Wrangling Data Vizualization with Gnuplot 4.6

596

Let’s face it: everybody likes having data, but nobody likes staring at a column of numbers. If you cannot sculpt your raw data into a visualization that either illuminates the problem or helps you find the solution, then you’re only halfway done. Luckily there are tools like Gnuplot available, which allow you to manually or automatically generate high-quality visual representations of your data sets. The new release, 4.6, adds some important features from a mathematical standpoint — and just as importantly, many updates to the output framework, including support for generating interactive HTML5 displays.

Star Chart-er

At its core, Gnuplot is an engine for streaming in data, massaging it, and producing visual output. The input portion of the process can be interactive, read from a file, or generated by another program — that is why Gnuplot is often used as the graphing engine for other data-centric applications. Examples include the GRASS geographic information system and the Octave numerical computation framework, as well as third-party tools like Pig, the data-analysis platform for Apache Hadoop, or the Puppet configuration-management tool.

Gnuplot’s output is handled by a user-selectable export module called a terminal driver in Gnuplot lingo. It can directly generate image files as output, directly open up a new window in the operating system, or format the output for use in another application (including high-caliber packages like LaTeX). The combined flexibility of the input and output options is what makes Gnuplot such a long-standing favorite for visualization — the project has been in continual development since the 1980s, and adds new features with every release.
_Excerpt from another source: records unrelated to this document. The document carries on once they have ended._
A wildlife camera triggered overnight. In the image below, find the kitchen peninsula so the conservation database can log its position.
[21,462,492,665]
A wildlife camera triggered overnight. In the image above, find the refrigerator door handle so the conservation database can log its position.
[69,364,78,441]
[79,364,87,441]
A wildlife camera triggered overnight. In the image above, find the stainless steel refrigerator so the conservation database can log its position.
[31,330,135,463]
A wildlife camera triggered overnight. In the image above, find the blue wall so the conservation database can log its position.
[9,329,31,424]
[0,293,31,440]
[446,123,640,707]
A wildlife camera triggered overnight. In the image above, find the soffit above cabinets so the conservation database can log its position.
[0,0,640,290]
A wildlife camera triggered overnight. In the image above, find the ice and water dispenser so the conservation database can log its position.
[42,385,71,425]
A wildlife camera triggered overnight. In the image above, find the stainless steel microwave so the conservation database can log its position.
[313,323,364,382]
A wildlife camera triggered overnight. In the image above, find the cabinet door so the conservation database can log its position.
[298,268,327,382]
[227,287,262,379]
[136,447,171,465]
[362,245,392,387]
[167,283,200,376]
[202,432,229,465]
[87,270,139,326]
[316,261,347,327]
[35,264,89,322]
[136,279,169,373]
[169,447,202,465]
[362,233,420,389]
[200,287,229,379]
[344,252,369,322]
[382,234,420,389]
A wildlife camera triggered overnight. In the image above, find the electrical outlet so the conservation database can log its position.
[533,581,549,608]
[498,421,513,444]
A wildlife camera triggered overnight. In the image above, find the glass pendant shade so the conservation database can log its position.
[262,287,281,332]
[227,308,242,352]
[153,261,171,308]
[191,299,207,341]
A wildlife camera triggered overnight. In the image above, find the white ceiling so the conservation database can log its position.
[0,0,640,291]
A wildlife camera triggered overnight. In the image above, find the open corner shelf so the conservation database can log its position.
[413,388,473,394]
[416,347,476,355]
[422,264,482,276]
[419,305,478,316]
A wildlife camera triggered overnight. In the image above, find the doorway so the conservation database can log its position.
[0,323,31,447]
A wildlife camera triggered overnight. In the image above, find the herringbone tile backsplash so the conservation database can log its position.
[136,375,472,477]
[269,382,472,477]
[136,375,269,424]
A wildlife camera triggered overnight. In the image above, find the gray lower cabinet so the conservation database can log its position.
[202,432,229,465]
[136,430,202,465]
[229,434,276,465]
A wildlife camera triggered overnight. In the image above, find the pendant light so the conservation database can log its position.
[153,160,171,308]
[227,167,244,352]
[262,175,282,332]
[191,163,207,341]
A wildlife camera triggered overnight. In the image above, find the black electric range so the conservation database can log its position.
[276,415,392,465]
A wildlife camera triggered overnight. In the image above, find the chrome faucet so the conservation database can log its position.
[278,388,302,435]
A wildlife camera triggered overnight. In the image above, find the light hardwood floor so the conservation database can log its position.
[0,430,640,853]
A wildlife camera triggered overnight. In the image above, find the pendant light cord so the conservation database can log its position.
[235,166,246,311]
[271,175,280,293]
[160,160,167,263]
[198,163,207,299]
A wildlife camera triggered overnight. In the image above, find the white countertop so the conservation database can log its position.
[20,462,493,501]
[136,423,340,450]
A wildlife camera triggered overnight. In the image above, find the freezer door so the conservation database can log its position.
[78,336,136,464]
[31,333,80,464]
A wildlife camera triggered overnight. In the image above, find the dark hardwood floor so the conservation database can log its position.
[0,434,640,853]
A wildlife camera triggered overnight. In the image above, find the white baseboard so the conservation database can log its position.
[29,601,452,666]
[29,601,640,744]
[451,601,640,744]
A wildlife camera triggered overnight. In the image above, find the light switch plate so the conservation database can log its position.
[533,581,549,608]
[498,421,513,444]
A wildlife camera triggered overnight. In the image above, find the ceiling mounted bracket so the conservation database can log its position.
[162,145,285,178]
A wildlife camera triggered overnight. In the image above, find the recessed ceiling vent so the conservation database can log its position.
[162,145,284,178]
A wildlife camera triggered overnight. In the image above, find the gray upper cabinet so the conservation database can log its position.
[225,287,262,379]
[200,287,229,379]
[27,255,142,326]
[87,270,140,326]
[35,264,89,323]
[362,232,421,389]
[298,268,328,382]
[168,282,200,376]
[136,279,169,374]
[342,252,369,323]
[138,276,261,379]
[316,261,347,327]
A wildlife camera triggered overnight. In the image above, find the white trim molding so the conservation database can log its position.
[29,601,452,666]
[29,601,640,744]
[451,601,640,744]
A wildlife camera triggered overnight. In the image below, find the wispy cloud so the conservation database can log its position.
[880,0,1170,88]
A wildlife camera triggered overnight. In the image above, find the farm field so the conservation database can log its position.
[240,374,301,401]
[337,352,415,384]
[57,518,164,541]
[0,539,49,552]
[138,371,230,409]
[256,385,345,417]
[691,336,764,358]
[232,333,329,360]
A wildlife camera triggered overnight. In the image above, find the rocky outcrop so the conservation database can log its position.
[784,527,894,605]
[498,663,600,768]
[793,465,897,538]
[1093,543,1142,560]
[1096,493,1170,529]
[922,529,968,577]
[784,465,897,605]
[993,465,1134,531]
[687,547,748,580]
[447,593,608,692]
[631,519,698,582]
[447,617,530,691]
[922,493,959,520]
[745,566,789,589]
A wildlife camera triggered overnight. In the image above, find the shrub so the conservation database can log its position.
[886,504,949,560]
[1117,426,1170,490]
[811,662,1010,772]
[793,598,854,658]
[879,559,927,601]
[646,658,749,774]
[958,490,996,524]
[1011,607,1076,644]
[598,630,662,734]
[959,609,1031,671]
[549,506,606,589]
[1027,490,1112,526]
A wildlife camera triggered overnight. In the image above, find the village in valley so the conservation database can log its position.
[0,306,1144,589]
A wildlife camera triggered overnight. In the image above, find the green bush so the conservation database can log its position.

You can download the latest 4.6 release from the project’s home page. There are source code bundles for Gnuplot in actionLinux at present; all major Linux distributions package Gnuplot, so updated packages should be available shortly from your distribution’s package management system. An interesting side-effect of Gnuplot’s long development history is that the package actually pre-dates the GPL and most other standardized FOSS licenses by several years (as a matter of fact, it is not part of the GNU project at all — the similarity in names is coincidental). The Gnuplot license is very similar to the unrestrictive copyleft licenses most of us are familiar with; the only difference being that it is harder to take pieces of the Gnuplot source and patch them into another product.

The current maintainers are well aware of the headaches this causes, and it may change in the future if they can work out the details necessary for relicensing, but for now be sure to read the license carefully if you want to incorporate Gnuplot code into another project. Note, however, that this has absolutely no effect on using or deploying Gnuplot in production; only on creating new, derivative software.

New: Structured Functions, Drivers, and Statistics

The two biggest features debuting in 4.6 are support for structured blocks of code in the scripts that define a Gnuplot process, and a set of new terminal drivers implementing the latest-and-greatest of output options. The structured code blocks allow Gnuplot to process iterative “for” loops or if-then-else logical constructs with compound, multi-line blocks of code in each section. This is a feature that users have asked for for ages, since without they have always needed to wrap Gnuplot directives inside Perl, Python, or some other language. For an example of what this looks like, a Gnuplot script might iterate through the Leibniz formula for calculating π/4 to varying degrees of precision:

 

set multiplot layout 2,2
leibniz(k) = ((-1)**k)/(2*k+1)
do for [ power = 1:4] {
   TERMS = 10**power
   set title sprintf("%g term summation",TERMS)
   plot sum [k=1:TERMS] leibniz(k) notitle
}
unset multiplot

 

The new terminal driver options offer you a variety of things to do with the output. There is a new Qt terminal, a Lua terminal, and a terminal for the ConTeXt macro package, as well as a pair of terminals using the Cairo graphics engine — one that produces EPS output, and one that produces LaTeX. The EPS and TeX options are geared towards print users, but the others allow developers to build Gnuplot graphing into other applications. The Qt driver, for instance, can pop up a new, stand-alone Qt window, but it can just as easily construct a Qt canvas to be managed by an application.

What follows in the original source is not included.